As Smith notes, not a single industry honcho or guild member has complained, even for one second. (Finke claims that putting fans in the credits is an insult to the folks who work so hard to earn those credits day in and day out) Well guess what Finke? It’s a new world, where the audience is the marketer, and is just as deserving of being honored for posterity for their word of mouth efforts in the credits, which they can then freeze frame for their friends when they buy the DVD. (Because they will. All 10, 000 of them)

Just another example of how the gap between blogging and traditional media is closing. Soon, not only will journalists have to write for their audience and Google (a skill they’re slowly mastering) but now they’re inevitably going to have to accept the fact that they’ll have to open up comments, and leave their writings at the mercy of immediate response from their readers.

I hope Clay won’t mind that I pulled this from an email he sent me much earlier today:

Traditional media is so far behind the news cycle; they report business news two/three DAYS late.
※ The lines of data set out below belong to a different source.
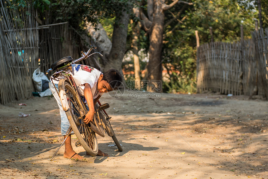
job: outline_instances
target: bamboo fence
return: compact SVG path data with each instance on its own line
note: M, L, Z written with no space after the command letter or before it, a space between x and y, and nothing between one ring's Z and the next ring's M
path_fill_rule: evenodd
M198 48L198 92L251 96L257 87L254 94L268 99L268 29L251 34L252 39L207 43Z
M32 96L32 74L38 67L45 72L54 62L67 56L74 59L89 48L90 39L67 22L38 19L31 0L26 7L11 9L0 0L0 103ZM48 19L49 14L45 15ZM48 25L41 25L39 23ZM82 39L82 40L81 40ZM101 70L97 56L80 62Z
M32 77L38 67L38 24L28 4L10 11L0 1L0 102L32 95ZM27 13L26 13L27 12Z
By that time, it’s been digested, blogged and commented about by bloggers everywhere. Faddishness? I think not. Of course, we’re not journalists. We’re not the first draft of history. Journalistic media will always hold this place in our society.

What we do is provide the commentary in the margins of the first draft. Once journalistic media can get out of its “Traditional” (mired in print) phase and begin reporting in truly real time… well, that’ll be a different day.

I agree almost entirely, except I want to add that when the mainstream media opens themselves up to instant feedback, the way the blogospere operates, then that “commentary in the margins” will be of as much or more value than what he refers to as the first draft, and writers will be cautious of that fact, to say the least.